A1C was unique, he adds, in that it was easy to find patients with normal values and various degrees of elevation because diabetes is prevalent. “It wasn’t hard to find materials to cover the range of values we needed. So the CAP was able to send out real commutable materials for that Survey. Newer Surveys are the grandchildren of A1C, but clearly it has been a lot more difficult to get commutable materials and the ranges we want.”

The Accuracy-Based Programs available now are as follows: Accuracy-Based Glucose, Insulin, and C-Peptide; Accuracy-Based Testosterone, Estradiol; Accuracy-Based Lipids; Accuracy-Based Vitamin D; Accuracy-Based Urine; Harmonized Thyroid; Hemoglobin A1c GH5 (five challenge), GH2 (three challenge); Hemoglobin A1c Accuracy Calibration Verification/Linearity; and Creatinine Accuracy Calibration Verification/Linearity.

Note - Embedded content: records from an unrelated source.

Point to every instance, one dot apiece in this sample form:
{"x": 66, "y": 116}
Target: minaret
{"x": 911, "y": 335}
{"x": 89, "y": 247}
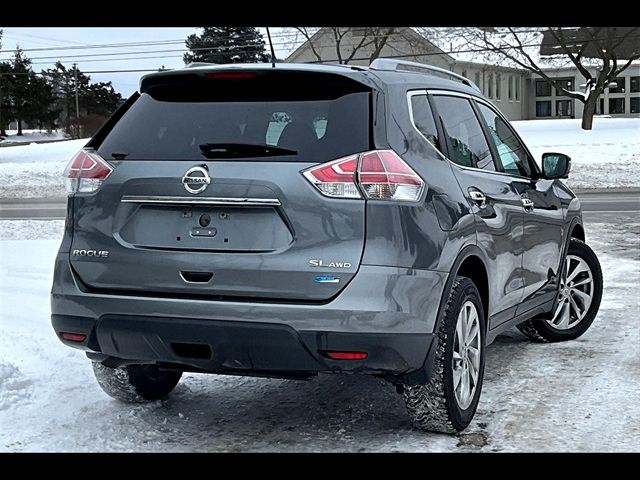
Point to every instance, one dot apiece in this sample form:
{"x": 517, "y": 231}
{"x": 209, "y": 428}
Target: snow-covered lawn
{"x": 574, "y": 396}
{"x": 35, "y": 170}
{"x": 607, "y": 156}
{"x": 32, "y": 136}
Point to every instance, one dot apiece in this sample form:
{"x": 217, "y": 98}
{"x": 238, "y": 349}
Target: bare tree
{"x": 351, "y": 43}
{"x": 599, "y": 53}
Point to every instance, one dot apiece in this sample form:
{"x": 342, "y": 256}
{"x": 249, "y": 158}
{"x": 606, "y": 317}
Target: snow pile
{"x": 29, "y": 136}
{"x": 14, "y": 387}
{"x": 573, "y": 396}
{"x": 31, "y": 229}
{"x": 35, "y": 170}
{"x": 607, "y": 156}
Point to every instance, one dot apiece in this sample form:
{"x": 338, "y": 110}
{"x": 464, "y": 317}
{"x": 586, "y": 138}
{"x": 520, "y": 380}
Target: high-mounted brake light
{"x": 86, "y": 172}
{"x": 231, "y": 75}
{"x": 380, "y": 174}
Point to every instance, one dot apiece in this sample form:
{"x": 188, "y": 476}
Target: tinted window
{"x": 513, "y": 157}
{"x": 317, "y": 129}
{"x": 468, "y": 145}
{"x": 423, "y": 119}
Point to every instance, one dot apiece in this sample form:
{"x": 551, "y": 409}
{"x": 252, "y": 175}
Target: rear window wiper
{"x": 230, "y": 150}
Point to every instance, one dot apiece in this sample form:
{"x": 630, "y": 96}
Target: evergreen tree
{"x": 226, "y": 45}
{"x": 20, "y": 81}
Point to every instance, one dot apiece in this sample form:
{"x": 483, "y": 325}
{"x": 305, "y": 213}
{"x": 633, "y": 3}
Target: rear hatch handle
{"x": 196, "y": 277}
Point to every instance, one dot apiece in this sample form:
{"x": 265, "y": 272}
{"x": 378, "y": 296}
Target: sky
{"x": 60, "y": 44}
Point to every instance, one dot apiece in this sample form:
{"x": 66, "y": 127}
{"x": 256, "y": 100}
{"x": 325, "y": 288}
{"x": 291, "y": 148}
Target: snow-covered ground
{"x": 32, "y": 136}
{"x": 607, "y": 156}
{"x": 35, "y": 170}
{"x": 574, "y": 396}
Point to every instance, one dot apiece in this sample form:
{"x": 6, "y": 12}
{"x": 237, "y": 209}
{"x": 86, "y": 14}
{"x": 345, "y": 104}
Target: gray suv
{"x": 287, "y": 221}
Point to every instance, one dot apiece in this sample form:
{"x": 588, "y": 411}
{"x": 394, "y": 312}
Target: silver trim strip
{"x": 228, "y": 201}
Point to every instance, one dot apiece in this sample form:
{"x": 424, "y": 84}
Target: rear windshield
{"x": 302, "y": 130}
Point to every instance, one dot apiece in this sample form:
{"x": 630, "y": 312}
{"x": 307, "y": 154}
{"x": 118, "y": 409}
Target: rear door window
{"x": 467, "y": 144}
{"x": 513, "y": 157}
{"x": 304, "y": 129}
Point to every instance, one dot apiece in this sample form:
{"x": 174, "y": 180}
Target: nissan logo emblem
{"x": 196, "y": 180}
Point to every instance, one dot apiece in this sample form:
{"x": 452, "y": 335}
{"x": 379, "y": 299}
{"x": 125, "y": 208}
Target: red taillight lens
{"x": 86, "y": 172}
{"x": 384, "y": 175}
{"x": 335, "y": 179}
{"x": 381, "y": 174}
{"x": 333, "y": 355}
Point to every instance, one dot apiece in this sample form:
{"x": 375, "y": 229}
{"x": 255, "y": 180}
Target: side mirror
{"x": 556, "y": 165}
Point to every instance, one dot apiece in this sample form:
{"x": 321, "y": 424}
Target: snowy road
{"x": 576, "y": 396}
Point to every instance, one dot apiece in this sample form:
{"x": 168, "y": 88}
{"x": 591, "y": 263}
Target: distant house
{"x": 518, "y": 93}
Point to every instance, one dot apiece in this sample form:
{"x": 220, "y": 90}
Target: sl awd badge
{"x": 322, "y": 264}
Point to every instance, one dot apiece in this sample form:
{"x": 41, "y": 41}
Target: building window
{"x": 566, "y": 83}
{"x": 543, "y": 109}
{"x": 616, "y": 106}
{"x": 543, "y": 89}
{"x": 564, "y": 108}
{"x": 619, "y": 85}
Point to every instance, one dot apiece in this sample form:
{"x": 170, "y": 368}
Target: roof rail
{"x": 391, "y": 64}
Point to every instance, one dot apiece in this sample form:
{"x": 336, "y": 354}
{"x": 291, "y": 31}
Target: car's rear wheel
{"x": 578, "y": 298}
{"x": 136, "y": 383}
{"x": 448, "y": 402}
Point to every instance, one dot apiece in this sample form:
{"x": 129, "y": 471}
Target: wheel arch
{"x": 577, "y": 231}
{"x": 470, "y": 263}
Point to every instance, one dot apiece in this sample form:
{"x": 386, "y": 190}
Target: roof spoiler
{"x": 391, "y": 64}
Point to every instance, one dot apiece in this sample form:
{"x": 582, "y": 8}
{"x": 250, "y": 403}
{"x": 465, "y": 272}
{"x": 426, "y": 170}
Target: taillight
{"x": 335, "y": 179}
{"x": 86, "y": 172}
{"x": 381, "y": 174}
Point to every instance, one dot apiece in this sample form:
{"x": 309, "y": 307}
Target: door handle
{"x": 478, "y": 197}
{"x": 527, "y": 204}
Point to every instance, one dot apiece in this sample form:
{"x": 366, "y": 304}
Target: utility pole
{"x": 75, "y": 76}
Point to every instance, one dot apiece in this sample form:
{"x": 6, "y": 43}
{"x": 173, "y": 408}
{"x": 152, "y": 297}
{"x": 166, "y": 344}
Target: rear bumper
{"x": 388, "y": 313}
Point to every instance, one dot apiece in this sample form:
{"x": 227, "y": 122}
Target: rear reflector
{"x": 379, "y": 174}
{"x": 345, "y": 355}
{"x": 73, "y": 337}
{"x": 86, "y": 172}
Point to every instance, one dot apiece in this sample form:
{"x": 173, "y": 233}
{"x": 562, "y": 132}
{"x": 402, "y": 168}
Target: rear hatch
{"x": 207, "y": 197}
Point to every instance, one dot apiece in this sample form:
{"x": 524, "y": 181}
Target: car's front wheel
{"x": 449, "y": 400}
{"x": 136, "y": 383}
{"x": 578, "y": 299}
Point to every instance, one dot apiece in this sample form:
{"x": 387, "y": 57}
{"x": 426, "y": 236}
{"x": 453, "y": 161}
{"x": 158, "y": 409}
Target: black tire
{"x": 136, "y": 383}
{"x": 433, "y": 407}
{"x": 539, "y": 330}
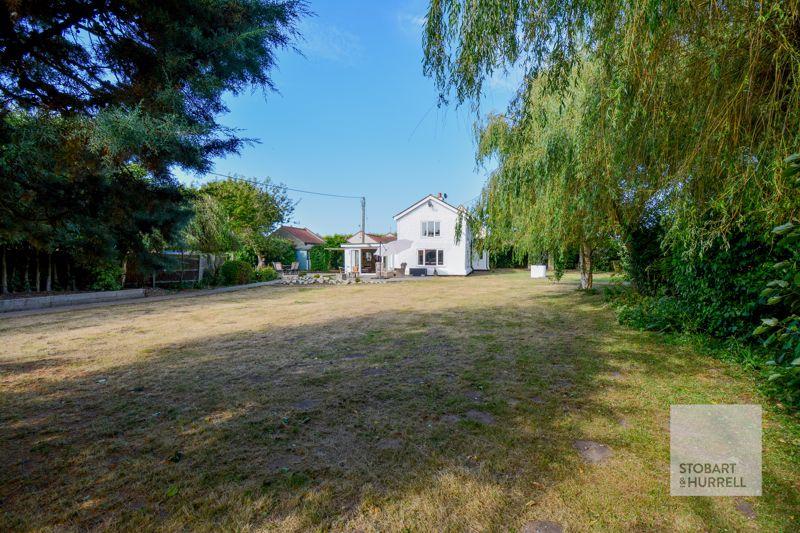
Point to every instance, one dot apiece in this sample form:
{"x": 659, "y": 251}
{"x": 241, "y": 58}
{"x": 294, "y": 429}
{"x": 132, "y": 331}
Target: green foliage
{"x": 235, "y": 272}
{"x": 107, "y": 278}
{"x": 278, "y": 249}
{"x": 782, "y": 296}
{"x": 249, "y": 211}
{"x": 322, "y": 259}
{"x": 265, "y": 274}
{"x": 102, "y": 100}
{"x": 210, "y": 229}
{"x": 559, "y": 264}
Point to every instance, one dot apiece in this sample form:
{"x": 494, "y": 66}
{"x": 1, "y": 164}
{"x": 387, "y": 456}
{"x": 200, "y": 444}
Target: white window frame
{"x": 439, "y": 261}
{"x": 430, "y": 228}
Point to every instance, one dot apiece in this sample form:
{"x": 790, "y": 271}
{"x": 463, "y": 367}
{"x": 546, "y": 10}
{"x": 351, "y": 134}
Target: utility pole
{"x": 363, "y": 219}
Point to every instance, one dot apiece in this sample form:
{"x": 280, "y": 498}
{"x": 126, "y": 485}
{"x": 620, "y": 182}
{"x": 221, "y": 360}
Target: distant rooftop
{"x": 302, "y": 234}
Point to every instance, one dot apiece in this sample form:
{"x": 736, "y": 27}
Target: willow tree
{"x": 687, "y": 105}
{"x": 543, "y": 197}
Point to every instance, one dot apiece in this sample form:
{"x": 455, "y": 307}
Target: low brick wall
{"x": 58, "y": 300}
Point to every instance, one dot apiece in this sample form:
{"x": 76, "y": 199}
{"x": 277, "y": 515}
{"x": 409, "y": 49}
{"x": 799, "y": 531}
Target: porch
{"x": 365, "y": 259}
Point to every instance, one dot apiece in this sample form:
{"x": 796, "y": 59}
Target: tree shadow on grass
{"x": 453, "y": 419}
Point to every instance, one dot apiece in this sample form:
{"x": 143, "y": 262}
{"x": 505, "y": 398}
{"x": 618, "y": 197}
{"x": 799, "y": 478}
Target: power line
{"x": 254, "y": 182}
{"x": 362, "y": 198}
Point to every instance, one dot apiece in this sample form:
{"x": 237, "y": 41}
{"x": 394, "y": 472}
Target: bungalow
{"x": 425, "y": 242}
{"x": 303, "y": 239}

At a meeting in March, members of the Accuracy-Based Programs Committee discussed what other analytes should be measured in the Accuracy-Based Programs. “ABP doesn’t develop material for everything that’s measured in the lab,” Dr. Harry says, “but it does focus on things that are critical, whether it be because technologies produce different results, because an analyte is particularly hard to measure because of its chemistry, or because it is something that affects many patients.”

Dr. Horowitz makes a strong case for the use of Accuracy-Based Programs for labs using laboratory-developed tests rather than FDA-cleared assays.